予想(Estimates)
予想とは
予想とは、エクイティリサーチアナリストから収集され、市場コンセンサスとして集計された企業の財務パフォーマンスに関する将来の見通しです。これらの予想は、投資家が主要な財務指標に対する市場の期待を評価するのに役立ちます。一般的に予想は、市場の期待と実際に報告された実績を比較したり、アナリストのセンチメントの変化を時系列で評価したりするために利用されます。コンセンサス予想は、対象企業をカバーするプロのアナリストによる予想を集計して作成されます。提供元には、世界中の金融市場における投資銀行、証券会社、独立リサーチ会社などが含まれます。予想データセットには、以下を含む幅広い財務指標の予想が含まれています:
- 1株当たり利益(EPS)
- 総売上高(売上高)
- 売上原価
- 売上総利益
- 研究開発費
- 販売・一般・管理費(合計)
- 純利益
- EBITDA
- EBIT
- 総資産
- 現金および短期投資
- 総借入金
- 営業活動によるキャッシュフロー
- 投資活動によるキャッシュフロー
- 財務活動によるキャッシュフロー
- フリーキャッシュフロー(FCF)
- 設備投資(CAPEX)
- 1株当たり純資産(BPS)
- 1株当たり配当金(DPS)
算出方法の特徴
コンセンサス予想は、所定の集計期間内に提出されたアナリスト予想の算術平均を表しています。予想データは、過去の期間を通じた比較可能性を維持するため、コーポレートアクションを考慮して調整されています。調整内容には以下が含まれます: 株式分割および株式併合、スピンオフ、ライツイシュー、特別配当、発行済み株式に影響を与える希薄化イベント(転換社債の転換、ワラント行使、新株の配当支払い)。したがって、コーポレートアクションの反映後、過去の1株当たりの予想は時間とともに変更されることがあります。これにより、過去の予想と現在の予想を一貫した株式ベースで比較することが可能になります。アナリストの見通しは絶えず変化するため、コンセンサス予想は固定予想ではなく、変動する市場予想として捉えるべきです。
各指標の詳細
- 予想はアナリストが提供する通りに正確に収集され、他の財務指標から導出または再計算されることはありません。コンセンサス値は、市場で最も一般的に用いられる手法を反映しており、通常はGAAPに基づく数値、または特別損益項目、非経常項目を除く調整後数値のいずれかとなります。
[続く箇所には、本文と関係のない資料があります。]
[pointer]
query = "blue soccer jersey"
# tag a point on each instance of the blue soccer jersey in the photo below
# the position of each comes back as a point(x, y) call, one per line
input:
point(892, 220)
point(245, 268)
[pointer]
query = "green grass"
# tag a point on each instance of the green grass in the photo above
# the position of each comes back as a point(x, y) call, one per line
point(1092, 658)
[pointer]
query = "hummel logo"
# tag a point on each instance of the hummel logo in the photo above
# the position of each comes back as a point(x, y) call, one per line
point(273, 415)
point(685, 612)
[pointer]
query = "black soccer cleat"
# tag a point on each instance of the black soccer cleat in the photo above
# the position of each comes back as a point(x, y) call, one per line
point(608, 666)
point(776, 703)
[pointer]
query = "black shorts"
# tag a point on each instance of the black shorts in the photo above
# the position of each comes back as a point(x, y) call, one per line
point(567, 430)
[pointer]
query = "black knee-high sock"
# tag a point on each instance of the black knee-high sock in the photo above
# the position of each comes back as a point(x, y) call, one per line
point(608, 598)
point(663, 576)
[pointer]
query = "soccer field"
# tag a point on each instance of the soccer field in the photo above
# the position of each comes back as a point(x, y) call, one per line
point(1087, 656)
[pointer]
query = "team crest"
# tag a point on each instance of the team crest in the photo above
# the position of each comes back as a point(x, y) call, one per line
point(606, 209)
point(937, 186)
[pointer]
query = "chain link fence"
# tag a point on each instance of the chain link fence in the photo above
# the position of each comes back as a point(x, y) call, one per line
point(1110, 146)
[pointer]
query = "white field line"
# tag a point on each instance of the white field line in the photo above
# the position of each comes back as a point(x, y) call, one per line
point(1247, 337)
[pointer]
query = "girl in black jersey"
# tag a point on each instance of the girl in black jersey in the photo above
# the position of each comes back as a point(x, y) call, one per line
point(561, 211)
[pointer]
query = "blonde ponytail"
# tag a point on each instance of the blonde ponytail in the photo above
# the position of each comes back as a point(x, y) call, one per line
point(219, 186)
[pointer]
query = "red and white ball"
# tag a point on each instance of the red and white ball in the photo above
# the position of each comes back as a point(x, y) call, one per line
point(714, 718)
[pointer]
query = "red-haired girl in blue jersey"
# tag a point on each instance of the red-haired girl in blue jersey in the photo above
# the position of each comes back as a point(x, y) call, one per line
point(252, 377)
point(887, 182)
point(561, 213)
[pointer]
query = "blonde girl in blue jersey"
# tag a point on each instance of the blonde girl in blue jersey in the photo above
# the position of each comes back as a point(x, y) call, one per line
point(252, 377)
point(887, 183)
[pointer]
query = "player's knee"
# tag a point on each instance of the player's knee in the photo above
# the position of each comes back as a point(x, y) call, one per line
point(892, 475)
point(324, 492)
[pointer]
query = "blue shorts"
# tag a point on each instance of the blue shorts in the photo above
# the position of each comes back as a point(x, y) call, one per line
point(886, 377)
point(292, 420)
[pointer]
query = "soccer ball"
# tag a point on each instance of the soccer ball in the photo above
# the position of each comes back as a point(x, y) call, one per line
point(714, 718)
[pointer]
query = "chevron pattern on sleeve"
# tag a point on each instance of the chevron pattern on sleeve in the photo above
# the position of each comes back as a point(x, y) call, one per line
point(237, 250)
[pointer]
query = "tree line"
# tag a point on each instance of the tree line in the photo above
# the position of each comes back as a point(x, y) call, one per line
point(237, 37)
- 1株当たり利益(EPS)の算出方法は、地域や市場慣行によって異なる場合があります。欧州市場では一般的に調整後EPSが使用され、アジア市場では現地の会計基準に基づく報告ベースのEPSが多用される一方、米国・カナダ市場では概ね一般的な市場慣行に従っています。
- 売上高(総売上高)の予想は、業界や報告基準によって異なる算出方法が使われる場合があります。 多くの企業は純売上高を使用しますが、保険会社は総収入保険料を使用する場合があり、またGAAPとnon-GAAPの収益指標を区別している企業もあります。
- EBITDA、営業活動・投資活動・財務活動のキャッシュフロー、フリーキャッシュフローの予想は、銀行業務との比較可能性や関連性が限定的であるため、一般的に銀行には提供されません。
- 純利益の算出方法は地域によって異なります。米国とカナダでは主に報告値が使用され、調整値が一般的に使用される英国を除き、ヨーロッパでは概ね報告値が使用されます。アジアでは、インドを除き主に報告値が使用され、オーストラリアでは調整値が一般的に使用されています。
- フリーキャッシュフローの予想は一般的に、買収を除外した景気循環ベースの算出方法を反映しています。アナリストの基準によっては、フリーキャッシュフローは税引前または税引後で提示されることがあります。
- 設備投資(CAPEX)の予想は慣例的に正の値として表示され、一般的に純CAPEXではなく総CAPEXを反映しています。
- 1株当たり配当(DPS)の予想は、報告期間をまたいだ比較可能性を高めるため、一般的に特別配当を除外しています。